Внутривидовому насилию часто приписывается роль механизма, важного в поддержании жизни отдельных популяций и даже целых видов. Например, насилие является инструментом установления иерархии доминирования, исключения из конкуренции слабых особей, распределения ограниченных ресурсов в пользу наиболее сильных и приспособленных членов популяции и т. д. В определённой мере эти утверждения верные, но что точно неверно, так это смотреть на явление насилия в отрыве от других факторов – ошибка, которую часто допускают выдвигая насилие как механизм, работающий во всех случаях одинаковым образом.
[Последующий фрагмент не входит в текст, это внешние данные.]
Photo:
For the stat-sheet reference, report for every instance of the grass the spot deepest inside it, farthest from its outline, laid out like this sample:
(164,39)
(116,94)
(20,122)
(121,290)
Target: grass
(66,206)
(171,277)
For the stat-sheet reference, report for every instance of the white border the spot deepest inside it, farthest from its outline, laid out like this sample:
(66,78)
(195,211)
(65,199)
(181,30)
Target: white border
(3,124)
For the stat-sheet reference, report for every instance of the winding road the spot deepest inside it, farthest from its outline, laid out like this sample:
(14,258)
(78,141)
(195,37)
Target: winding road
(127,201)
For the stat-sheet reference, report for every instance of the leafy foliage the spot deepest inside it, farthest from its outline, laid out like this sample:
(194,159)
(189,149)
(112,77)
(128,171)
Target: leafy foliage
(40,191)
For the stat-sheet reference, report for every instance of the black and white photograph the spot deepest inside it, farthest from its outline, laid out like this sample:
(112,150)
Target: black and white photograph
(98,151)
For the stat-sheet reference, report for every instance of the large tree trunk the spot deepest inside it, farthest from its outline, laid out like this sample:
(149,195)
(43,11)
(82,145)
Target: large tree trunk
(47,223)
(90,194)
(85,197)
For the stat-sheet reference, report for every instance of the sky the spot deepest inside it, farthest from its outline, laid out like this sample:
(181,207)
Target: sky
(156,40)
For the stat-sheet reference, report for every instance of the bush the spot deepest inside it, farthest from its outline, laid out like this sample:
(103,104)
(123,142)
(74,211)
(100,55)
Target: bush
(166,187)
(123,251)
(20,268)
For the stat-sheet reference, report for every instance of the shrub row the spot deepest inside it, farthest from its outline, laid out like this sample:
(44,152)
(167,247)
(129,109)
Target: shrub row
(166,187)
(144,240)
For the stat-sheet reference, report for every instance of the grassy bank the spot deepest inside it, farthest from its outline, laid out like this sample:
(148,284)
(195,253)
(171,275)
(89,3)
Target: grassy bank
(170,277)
Важную роль во внутривидовом насилии играют такие факторы, как врождённая вооружённость членов популяции и возможность избежать насилия с помощью бегства. В том случае, если вооружённость особей довольно слабая, а также популяция не ограничена строгим ареалом обитания (ей есть куда ещё разрастаться) и особи в целом обладают хорошей способностью к бегству, то от внутривидового насилия действительно можно получать определённые выгоды не натыкаясь на недопустимый уровень создаваемых им отрицательных экстерналий. Если кратко – выгоды в таком случае перевешивают потери.
Но всё меняется при усилении вооружённости особей, при ограничении ареала их обитания и если их способность к бегству развита в меньшей степени. Чем сильнее эти факторы выражены, тем больше отрицательных экстерналий будет испытывать популяция – насилие начнёт угрожать её выживанию. Это и заметил в своих этологических исследованиях Конрад Лоренц, который тоже не отрицал положительных аспектов насилия, но при этом учитывал и факторы, способные превратить данное явление в катастрофу. Также он, собственно, описал концепцию механизма, ингибирующего (сдерживающего) внутривидовое насилие. Приведу фрагмент из его книги «Агрессия, или Так называемое зло»:
«Ворон может выбить другому ворону глаз одним ударом клюва, волк может одним-единственным укусом вспороть другому волку яремную вену. Если бы этого не предотвращали надёжные запреты, давно не стало бы ни воронов, ни волков. Голубь, заяц и даже шимпанзе не в состоянии убить себе подобного одним-единственным ударом или укусом. К тому же такие слабо вооружённые существа обладают способностью к бегству, позволяющей им спасаться даже от «профессиональных» хищников, гораздо более искусных в преследовании, поимке и умерщвлении, чем любой сколь угодно превосходящий собрат по виду. Поэтому на воле обычно невозможно, чтобы такое животное причинило вред себе подобному. Вследствие этого нет и селекционного давления, вырабатывающего запрет убийства.»
Из всего этого можно сделать простой вывод – внутривидовое насилие может быть полезно, но лишь до тех пор, пока такие факторы, как вооружённость и неспособность сбежать от насилия не становятся настолько выраженными, чтобы создать слишком много отрицательных экстерналий. И чем сильнее выражены эти факторы, тем больше будет вреда, что в итоге приведёт к селективному отбору в сторону более сильных сдерживателей агрессивного поведения у представителей популяции.
Теперь рассмотрим кратко случай человека. Его врождённая вооружённость довольно слабая, а к возникшей в ходе развития цивилизации и научно-технического прогресса искусственной вооружённости он ещё не адаптировался в полной мере. Но эта вооружённость, как и отсутствие в данный момент возможности значительного расширения жизненного пространства (люди и так расселились почти по всей пригодной для жизни на планете территории), создаёт большую угрозу для выживания человечества. Может для далёких предков человека внутривидовое насилие и было полезно, но с тех пор, как они начали пользоваться искусственным вооружением, ситуация кардинально изменилась. Ещё стоит добавить, что при разговорах о насилии нередко упускаются особенности человека и человеческого общества, отличающие их от животных и животного мира. Насилие крайне отрицательно влияет на психику и поведение человека. Также насилие нарушает экономические взаимоотношения. Это создаёт лишь ещё больше отрицательных экстерналий.